Bridging the Gap: A Framework for Real-World Video Deepfake Detection via Social Network Compression Emulation
This addresses the challenge of generalizing deepfake detection to compressed video content on social networks, offering a scalable solution for real-world deployment, though it is incremental as it builds on existing detection methods.
The paper tackles the problem of deepfake detectors failing in real-world scenarios due to social network compression by proposing a framework that emulates platform-specific video degradation patterns, enabling detectors fine-tuned on emulated data to achieve comparable performance to those trained on actual shared media, with experiments on FaceForensics++ showing close matching of degradation patterns.
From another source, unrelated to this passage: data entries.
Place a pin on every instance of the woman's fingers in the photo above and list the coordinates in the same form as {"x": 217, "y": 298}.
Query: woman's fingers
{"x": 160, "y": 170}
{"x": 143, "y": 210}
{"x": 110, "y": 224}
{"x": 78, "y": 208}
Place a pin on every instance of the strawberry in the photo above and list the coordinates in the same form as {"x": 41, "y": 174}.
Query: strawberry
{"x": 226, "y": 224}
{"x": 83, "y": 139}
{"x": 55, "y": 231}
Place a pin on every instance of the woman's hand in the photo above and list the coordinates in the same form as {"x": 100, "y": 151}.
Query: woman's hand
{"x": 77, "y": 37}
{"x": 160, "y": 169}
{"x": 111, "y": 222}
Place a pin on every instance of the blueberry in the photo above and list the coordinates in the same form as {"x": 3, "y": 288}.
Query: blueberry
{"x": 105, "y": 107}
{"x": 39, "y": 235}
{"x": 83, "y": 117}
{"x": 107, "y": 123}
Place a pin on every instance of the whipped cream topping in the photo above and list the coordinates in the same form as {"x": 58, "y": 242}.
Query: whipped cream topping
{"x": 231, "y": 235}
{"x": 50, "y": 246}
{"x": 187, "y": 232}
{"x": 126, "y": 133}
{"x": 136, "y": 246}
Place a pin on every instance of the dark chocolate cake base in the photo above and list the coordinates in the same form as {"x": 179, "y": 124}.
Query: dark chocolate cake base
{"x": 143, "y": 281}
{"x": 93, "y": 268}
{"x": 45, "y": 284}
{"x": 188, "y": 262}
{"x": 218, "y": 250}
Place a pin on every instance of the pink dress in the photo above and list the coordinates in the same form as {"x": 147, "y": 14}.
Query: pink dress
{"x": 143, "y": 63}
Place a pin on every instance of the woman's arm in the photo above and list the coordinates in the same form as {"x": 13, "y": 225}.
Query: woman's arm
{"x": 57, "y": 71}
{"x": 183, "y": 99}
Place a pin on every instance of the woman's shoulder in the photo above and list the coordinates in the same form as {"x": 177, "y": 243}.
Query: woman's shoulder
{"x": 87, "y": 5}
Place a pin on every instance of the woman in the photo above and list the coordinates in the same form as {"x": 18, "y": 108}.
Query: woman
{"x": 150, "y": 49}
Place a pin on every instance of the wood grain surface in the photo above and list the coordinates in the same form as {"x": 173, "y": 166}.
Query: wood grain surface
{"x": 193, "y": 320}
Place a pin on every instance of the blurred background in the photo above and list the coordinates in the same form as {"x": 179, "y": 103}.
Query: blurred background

The growing presence of AI-generated videos on social networks poses new challenges for deepfake detection, as detectors trained under controlled conditions often fail to generalize to real-world scenarios. A key factor behind this gap is the aggressive, proprietary compression applied by platforms like YouTube and Facebook, which launder low-level forensic cues. However, replicating these transformations at scale is difficult due to API limitations and data-sharing constraints. For these reasons, we propose a first framework that emulates the video sharing pipelines of social networks by estimating compression and resizing parameters from a small set of uploaded videos. These parameters enable a local emulator capable of reproducing platform-specific artifacts on large datasets without direct API access. Experiments on FaceForensics++ videos shared via social networks demonstrate that our emulated data closely matches the degradation patterns of real uploads. Furthermore, detectors fine-tuned on emulated videos achieve comparable performance to those trained on actual shared media. Our approach offers a scalable and practical solution for bridging the gap between lab-based training and real-world deployment of deepfake detectors, particularly in the underexplored domain of compressed video content.